Maternal Group B Streptococcus colonization and neonatal morbidity in premature preterm rupture of membranes
Hirsch DM, Bose D, Baumgardner DJ, Garland JS. Maternal Group B Streptococcus colonization and neonatal morbidity in premature preterm rupture of membranes. J Patient-Centered Res Rev. 2014;1:58.
Presented at 2013 Aurora Scientific Day, Milwaukee, WI
Background/significance: Group B Streptococcus (GBS) colonization is a major cause of infectious morbidity in newborns.
Purpose: Our goal was to determine if markers for neonatal morbidity are affected by perinatal maternal colonization with GBS in women whose pregnancies are complicated by preterm premature rupture of membranes (PPROM) between 24 and 34 weeks gestation.
Methods: We reviewed records of patients admitted to two urban hospitals who underwent PPROM between 24 and 34 weeks gestation between 2000 and 2011 and had a known GBS status. Associated neonatal records were then reviewed for evidence of morbidity. The primary outcome measure was Score for Neonatal Acute Physiology (SNAP). Secondary outcome measures included Apgar score <7 at 5 minutes, umbilical artery pH <7.1, length of latency, and presence of sepsis, bronchopulmonary dysplasia, sepsis or neonatal death. Neonatal outcomes were compared between mothers who were GBS positive versus GBS negative. Multiple gestations and patients with significant obstetrical complications or fetal abnormalities were excluded. Categorical variables were analyzed with Chi-square or Fisher exact tests, ordinal or continuous variables by Mann-Whitney or 2-sample T-tests. Binary logistic regression was used for multivariate modeling.
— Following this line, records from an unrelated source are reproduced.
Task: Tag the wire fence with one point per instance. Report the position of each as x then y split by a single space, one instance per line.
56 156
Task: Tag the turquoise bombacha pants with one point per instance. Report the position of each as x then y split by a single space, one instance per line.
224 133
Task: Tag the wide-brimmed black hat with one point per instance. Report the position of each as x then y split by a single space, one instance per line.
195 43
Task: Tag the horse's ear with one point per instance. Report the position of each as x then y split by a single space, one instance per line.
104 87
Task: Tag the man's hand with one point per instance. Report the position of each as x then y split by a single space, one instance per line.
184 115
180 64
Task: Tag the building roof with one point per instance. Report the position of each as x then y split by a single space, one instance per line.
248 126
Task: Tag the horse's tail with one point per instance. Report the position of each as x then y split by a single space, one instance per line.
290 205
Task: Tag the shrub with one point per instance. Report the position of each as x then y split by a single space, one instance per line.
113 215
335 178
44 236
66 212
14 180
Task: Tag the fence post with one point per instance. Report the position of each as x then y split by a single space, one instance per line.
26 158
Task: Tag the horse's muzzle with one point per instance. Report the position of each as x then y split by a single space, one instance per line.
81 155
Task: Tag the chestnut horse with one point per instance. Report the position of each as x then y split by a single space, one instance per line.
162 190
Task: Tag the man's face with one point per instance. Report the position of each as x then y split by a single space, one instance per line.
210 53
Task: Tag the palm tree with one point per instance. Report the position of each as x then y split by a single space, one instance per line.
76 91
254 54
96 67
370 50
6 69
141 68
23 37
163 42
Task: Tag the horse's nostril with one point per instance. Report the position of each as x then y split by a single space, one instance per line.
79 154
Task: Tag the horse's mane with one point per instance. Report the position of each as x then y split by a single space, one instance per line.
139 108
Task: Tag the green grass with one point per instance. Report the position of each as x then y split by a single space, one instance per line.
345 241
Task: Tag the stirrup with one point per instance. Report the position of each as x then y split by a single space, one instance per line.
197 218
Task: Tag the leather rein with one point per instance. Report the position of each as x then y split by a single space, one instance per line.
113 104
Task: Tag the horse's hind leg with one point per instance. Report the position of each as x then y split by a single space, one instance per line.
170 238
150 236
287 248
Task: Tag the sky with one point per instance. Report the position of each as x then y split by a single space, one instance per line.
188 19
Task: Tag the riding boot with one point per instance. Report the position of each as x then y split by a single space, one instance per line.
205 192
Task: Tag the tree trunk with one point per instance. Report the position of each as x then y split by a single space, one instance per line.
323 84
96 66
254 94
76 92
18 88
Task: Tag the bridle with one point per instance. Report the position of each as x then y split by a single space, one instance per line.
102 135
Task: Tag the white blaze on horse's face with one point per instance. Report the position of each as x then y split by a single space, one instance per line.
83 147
Results: Of 462 patients meeting inclusion and exclusion criteria, 133 (29%) were GBS positive and 329 GBS negative. Demographic characteristics including maternal age, race, gestational age at delivery, gravity/parity, birthweight, and route of delivery were similar by group. For the primary outcome, neonates born to GBS positive mothers trended toward higher SNAP scores than did those of GBS negative mothers (36.1% vs. 26.1%, p=0.07). On analysis of secondary outcomes, bronchopulmonary dysplasia was present in 20% of neonates born to GBS positive and 12% of GBS negative mothers (p=0.046), and this difference persisted after multivariate analysis, where gestational age was also predictive. Umbilical cord pH <7.1 was present in 2.5% of neonates born to GBS positive and 8.4% of GBS negative mothers (p=0.049). There were no significant differences in Apgar score at 5 minutes <7, latency, presence of sepsis, or neonatal death, although Apgar at 5 minutes <7 approached significance (22.6% vs. 14.9%, p=0.056).
Conclusion: Neonatal morbidity as measured by the SNAP score does not differ by maternal GBS status. However, significant differences in low umbilical artery pH and particularly bronchopulmonary dysplasia provoke further analysis and study.